Yazıcı’dan Kılıçdarolu’na: Demek ki beyni küfürle dolu
AK Parti Genel Başkan Yardımcısı Hayati Yazıcı, "Türkiye'de her salı günü CHP Grubunda bir hakaret borsası var. Bir insanın kafasında ya fikir olur ya küfür olur. Demek ki beyni küfürle dolu" dedi.
AK Parti Genel Başkan Yardımcısı Hayati Yazıcı,
"Türkiye'de her salı günü CHP Grubunda bir hakaret borsası
var. Bir insanın kafasında ya fikir olur ya küfür olur. Demek ki
beyni küfürle dolu" dedi.
AK Parti Genel Başkan Yardımcısı Hayati Yazıcı, Anadolu Yayıncılar
Derneği tarafından organize edilen Anadolu Sohbetleri programına
katıldı. Yazıcı, Anadolu Yayıncılar Deneği Başkanı Sinan Burhan ve
medya kuruluşlarının Ankara temsilcilerinin gündeme ilişkin
sorularını cevapladı.
AK Parti kongresinin Haziran'da yapılacak olmasının erken seçim
işareti olarak değerlendirildiğinin sorulması üzerine Yazıcı,
"Siyasetin efsanesine dönüştü bu soru. Çok soruluyor ama
niye soruluyor onu anlamakta zorlanıyorum. Türkiye gibi bir ülkede
seçimler niye erken yapılsın. Biz 15-16 yıldır Türkiye'yi
yönetiyoruz ve iktidara geldiğimiz günden bu yana seçimlerin hep
zamanında yapılması konusunda büyük bir özen içerisindeyiz. Kararlı
bir duruşumuz var. Seçimlerin zamanında yapılması önemlidir.
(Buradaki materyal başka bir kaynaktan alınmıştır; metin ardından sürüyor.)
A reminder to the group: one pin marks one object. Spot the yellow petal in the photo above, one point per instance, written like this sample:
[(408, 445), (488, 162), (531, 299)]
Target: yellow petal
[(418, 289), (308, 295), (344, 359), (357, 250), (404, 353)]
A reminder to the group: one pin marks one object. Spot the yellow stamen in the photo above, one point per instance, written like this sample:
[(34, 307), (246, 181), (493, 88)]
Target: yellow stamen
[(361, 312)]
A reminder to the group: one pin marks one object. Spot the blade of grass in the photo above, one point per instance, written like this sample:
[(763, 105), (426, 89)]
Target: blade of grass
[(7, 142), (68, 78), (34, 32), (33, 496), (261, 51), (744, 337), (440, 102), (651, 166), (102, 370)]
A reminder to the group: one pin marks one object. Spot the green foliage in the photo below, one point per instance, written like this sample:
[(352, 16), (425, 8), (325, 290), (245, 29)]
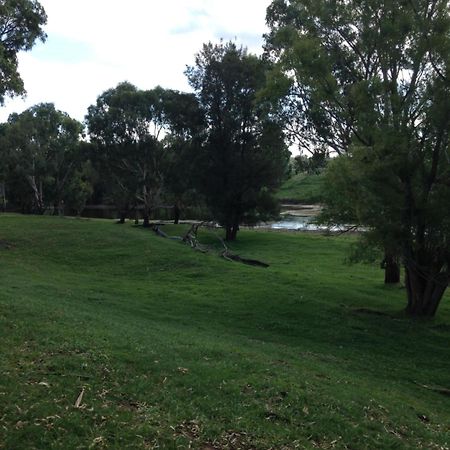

Seçimin öne alınmasını gerektirecek hiçbir sebep gözükmüyor. Her
şey normal seyrinde devam ediyor. Biz de hazırlıklarımızı 2019
yılında Mart ayında yapılacak yerel seçimler ve Kasım ayında
yapılacak milletvekili ve Cumhurbaşkanı seçimlerini esas almak
suretiyle çalışmalarımızı sürdürüyoruz. Seçimler zamanında
yapılacak" şeklinde konuştu.
"HER İKİ PARTİNİN TABANLARINDA DA BU İTTİFAK
BİRLİKTELİĞİNİN BİR HEYECAN OLUŞTURDUĞUNU BİZ DE
GÖZLEMLİYORUZ"
AK Parti-MHP ittifakının tabanda coşkuyla karşılandığı
belirtilerek, "Sizin aldığınız geri dönüşler
nasıl?" sorusu üzerine Yazıcı, 2017 yılının Türkiye'de
siyasi anlamda ve hukuksal anlamda en büyük reform hareketinin
anayasa değişikliği olduğunu anlatarak, "2017 yılında
gerçekleştirilen 18 maddelik değişiklik bir sistem hükümet modelini
değiştiriyor. Bir hükümet modelini anayasa değişikliğiyle
cumhurbaşkanı hükümet sistemine dönüştürülüyor. Cumhurbaşkanı
seçilebilmek için en az 50+1 oy almak zorunlu. Bu sistem aynı
zamanda Türkiye toplumunda sosyolojik açıdan tabanları birbirine
yakın geçişkenlik çok kolay olan siyasi partileri de regüle ediyor.
Regülasyon sağlıyor. Her iki partinin tabanlarında da bu ittifak
birlikteliğinin bir heyecan oluşturduğunu biz de gözlemliyoruz.
Bizim kongrelerimize onların temsilcileri katılıyor, esnaf ziyareti
yaparken karşılaşıyoruz vatandaşlar bu ittifakı önemsediklerini
Türkiye açısından hayırlı sonuçlara vesile olacağını beyan
ediyorlar. Bundan de memnuniyet duyuyoruz"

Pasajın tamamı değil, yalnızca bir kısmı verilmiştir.